Great find gingrove, I've got this one as removed on the edob because the emplacements are so overgrown on GE. The octagonal emplacements would have been for static guns and the square one probably added later for a mobile gun. There probably would have been two other octagonal emplacements and another square one arranged symmetrically with the existing ones, the command bunker would have been at the centre of the small loop road servicing the gun pits.


----------



## leftorium (Jun 5, 2012)

Elvaston has been on my to do list for a while - the google streetcar seems to have taken a trip round the site so there were a few tantalising glimpses of concrete - there's even a caravan pitched in one of the pits  http://goo.gl/maps/o7Z3


----------



## gingrove (Jun 5, 2012)

cptpies said:


> Great find gingrove, I've got this one as removed on the edob because the emplacements are so overgrown on GE. The octagonal emplacements would have been for static guns and the square one probably added later for a mobile gun. There probably would have been two other octagonal emplacements and another square one arranged symmetrically with the existing ones, the command bunker would have been at the centre of the small loop road servicing the gun pits.

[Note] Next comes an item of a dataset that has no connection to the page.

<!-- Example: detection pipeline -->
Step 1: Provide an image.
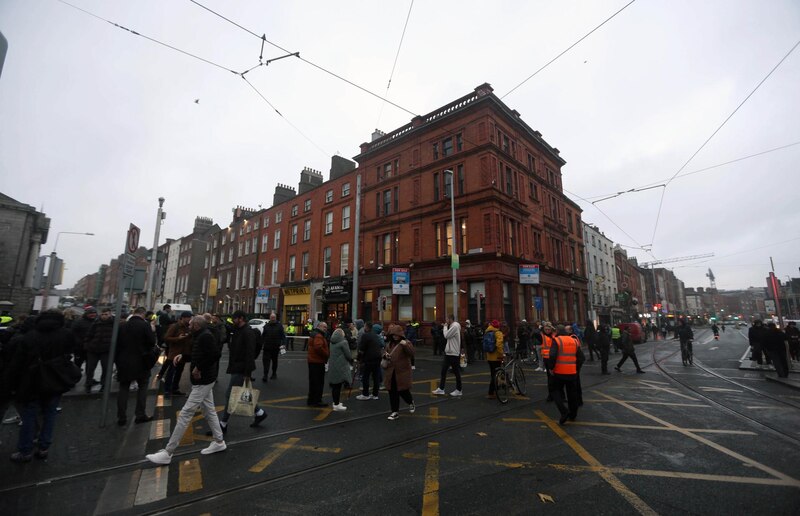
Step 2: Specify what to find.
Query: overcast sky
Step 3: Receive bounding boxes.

I was told that there was another concrete structure on one of the islands left when they dug out one of the fishing lakes but I could not find it, having said that I don't think that I even found all of the Lakes!I failed to get photographs of the other concrete building that sits at the end of the road to the loop road but it is single story with steel doors and window shutters with a metal ventilation or exhaust stack (now converted to a tackle and bait shop) there is also a brick building that looks to be of wartime vintage and may have been garage or gun shed.


----------



## gingrove (Jun 5, 2012)

leftorium said:


> Elvaston has been on my to do list for a while - the google streetcar seems to have taken a trip round the site so there were a few tantalising glimpses of concrete - there's even a caravan pitched in one of the pits  http://goo.gl/maps/o7Z3 )




I found this on the web from a few years ago and as I said SubBrit had no luck 

http://www.rockhopper.freeserve.co.uk/elvaston.htm


----------



## rockhopper (Jun 6, 2012)

Ah, i was just going to post that information but you've already linked to my web site


----------



## gingrove (Jun 6, 2012)

rockhopper said:


> Ah, i was just going to post that information but you've already linked to my web site



Sorry it didn't occur to me that you might be on DP as when I did a search for Elveston nothing came up! Glad that I found your web site you got some much better pictures than me and your write up on the site filled in a lot of holes. As you have met the owner do you think that it might be worth contacting him about a look inside or was he dead set against it?


----------



## rockhopper (Jun 7, 2012)

It was a good few years ago when I saw him. He was very pleasant, invited me into his house for a cuppa but there was no way he was letting me into the bunker! He had massive issues with English Heritage if i remember rightly.

I'm actually glad its still there as he was talking about bulldozing it.

I have since seen photos from inside though and its totally burnt out.

No worries about the link, I haven't done anything to my site in years, its good to know people actually look at it!


----------